In the early morning of April 18, 1906, a massive earthquake struck the city of San Francisco, California, turning it to rubble. Far more destructive than the earthquake, however, were the fires that followed. San Francisco at the time was a modern city, on par with those in the East, with a sophisticated underground water infrastructure and a fully paid, well staffed and trained fire department. Yet history records fires running rampant throughout the city for days. What went wrong?
It is a bit of a truism that large disasters are the result of several errors happening simultaneously, and 1906 was no exception. My final project will examine a series of errors surrounding the city’s extensive water infrastructure, at both a smaller scale in San Francisco itself and a larger scale taking in the city and general area. In the smaller scale, I will look at how the city was arranged into various fire districts, how they were supposed to work, and how the system broke down in April 1906. At the larger scale, my project will also examine the various conduits bringing water from outside San Francisco to reservoirs inside the city.
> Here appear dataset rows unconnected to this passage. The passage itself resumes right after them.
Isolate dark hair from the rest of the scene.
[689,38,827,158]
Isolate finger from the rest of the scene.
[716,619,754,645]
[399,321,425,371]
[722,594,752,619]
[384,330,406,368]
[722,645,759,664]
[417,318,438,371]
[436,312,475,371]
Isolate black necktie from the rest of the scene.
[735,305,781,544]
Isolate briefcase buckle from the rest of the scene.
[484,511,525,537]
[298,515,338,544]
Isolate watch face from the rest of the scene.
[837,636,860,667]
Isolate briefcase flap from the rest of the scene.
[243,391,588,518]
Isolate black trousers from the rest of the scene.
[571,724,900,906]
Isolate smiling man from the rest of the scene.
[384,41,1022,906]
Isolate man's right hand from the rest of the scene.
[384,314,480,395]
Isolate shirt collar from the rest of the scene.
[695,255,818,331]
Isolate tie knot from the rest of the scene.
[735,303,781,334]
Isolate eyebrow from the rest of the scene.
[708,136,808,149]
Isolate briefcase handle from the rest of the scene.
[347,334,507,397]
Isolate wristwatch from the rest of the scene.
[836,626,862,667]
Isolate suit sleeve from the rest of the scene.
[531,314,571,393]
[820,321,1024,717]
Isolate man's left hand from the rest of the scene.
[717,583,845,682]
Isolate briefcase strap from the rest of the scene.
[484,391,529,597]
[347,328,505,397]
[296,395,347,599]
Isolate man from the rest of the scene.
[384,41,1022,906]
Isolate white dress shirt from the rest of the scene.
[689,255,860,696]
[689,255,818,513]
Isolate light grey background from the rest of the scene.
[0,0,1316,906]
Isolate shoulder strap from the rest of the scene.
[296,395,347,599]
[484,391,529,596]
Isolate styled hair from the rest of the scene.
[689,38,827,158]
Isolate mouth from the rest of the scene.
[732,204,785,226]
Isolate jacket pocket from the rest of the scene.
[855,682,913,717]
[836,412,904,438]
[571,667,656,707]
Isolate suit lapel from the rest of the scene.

By examining these factors, I aim to show how the failures of San Francisco’s water infrastructure were crucial factors in the city’s destruction by fire, and finally how the local successes and failures of the water system make themselves visible in the destruction.
Some of my most useful sources were the Sanborn-Perris fire insurance maps for San Francisco, published in 1899 and updated through 1905. The USGS website has also been of great help to me, both in providing contemporary maps and secondary-source analysis. I am indebted to the San Francisco Fire Department Fire Museum for digitizing many of the after-action reports of its fire crews as well as findings from the city inquiry after the disaster. Finally I will be using some secondary sources from the 2006 city centennial of the earthquake and the Seismological Laboratory at the University of California, Berkeley.